To see why the union can’t automatically know which destructor to call, consider this alternate function:
int maybe_string() {
S s = {"Hello, world"};
bool b;
std::cin >> b;
if (b) {
s.str.~basic_string<char>();
new (&s.vec) std::vector<int>;
}
b = false;
// Now there is no more information in the program for what destructor to call.
}
At the end of the function, the compiler has no way to know if s
contains a string or a vector. If you don’t call a destructor manually (assuming you had a way to tell, which I don’t think you do here), it will have to play it safe and not destroy either member. Instead of having complicated rules about when the compiler would be able to destroy the active member and when it wouldn’t destroy anything, the creators of C++ decided to keep things simple and just never destroy the active member of a union automatically and instead force the programmer to do it manually.
The union forces you to initialise one of the union members by deleting the default constructors, in this case he initialised the string with Hello World.
Correct
After he's initialised the string, the vector technically doesn't exist yet? I can access it, but it isn't constructed yet?
Well, even though it is accessible doesn't mean you can access. Since it is not the active item accessing it is undefined behavior. The reason for this is its lifetime has not begun because its constructor has not yet been called.
will the ~S() destructor be called?
No, s
will only be destroyed when it goes out of scope.
If he doesn't call the destructor explicitly on the string is it a memory leak?
Yes, but what it really is though is undefined behavior. You can't change members without destroying the active one since the destructor is not trivial. If you don't destroy the string before you create the vector then you lose the state of the string which includes the memory it was holding (if it held any - see small string optimizations on how it could not).
so the ~S() destructor seems useless, but when I delete it my compiler won't let me compile it.
It is useless as you say but it really all you can do. The union has to have a destructor and the compiler provided one is deleted because std::string
and std::vector
have non trivial destructors.
In this case is this the only way now that the vector can be used?

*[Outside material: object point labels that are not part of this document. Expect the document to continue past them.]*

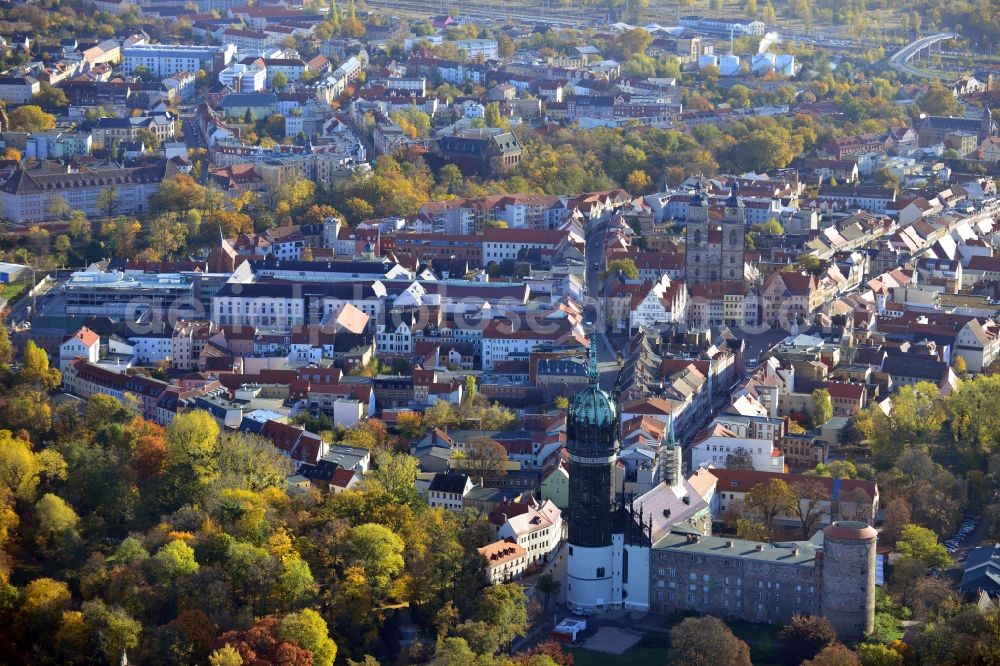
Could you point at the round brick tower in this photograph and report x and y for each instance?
(848, 584)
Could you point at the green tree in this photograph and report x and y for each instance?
(193, 440)
(493, 118)
(166, 235)
(504, 607)
(308, 629)
(822, 407)
(638, 182)
(939, 100)
(469, 394)
(30, 118)
(50, 98)
(107, 200)
(43, 604)
(706, 641)
(394, 474)
(176, 559)
(834, 655)
(114, 629)
(35, 369)
(376, 549)
(886, 178)
(226, 655)
(626, 267)
(804, 637)
(250, 462)
(740, 458)
(921, 544)
(19, 472)
(771, 228)
(54, 515)
(768, 502)
(6, 348)
(548, 586)
(453, 652)
(875, 654)
(486, 458)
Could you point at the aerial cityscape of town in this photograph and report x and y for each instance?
(573, 332)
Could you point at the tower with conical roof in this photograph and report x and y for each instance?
(715, 250)
(670, 457)
(593, 453)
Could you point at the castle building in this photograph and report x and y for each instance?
(715, 250)
(608, 550)
(655, 552)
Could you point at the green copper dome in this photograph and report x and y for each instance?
(593, 416)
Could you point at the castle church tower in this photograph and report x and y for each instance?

Yes. You have to use placement new in order for the object to be constructed. If you didn't and tried to do something like
s.vec = std::vector<int>{};
Then you would be assigning to an object that was never constructed which is undefined behavior.
vector and union go out of scope without calling the destructor?
Well, if they didn't manually destroy the vector then you would leak what the vector holds as nothing would be destroyed. As long as you destroy the active member before the union goes out of scope then you are fine.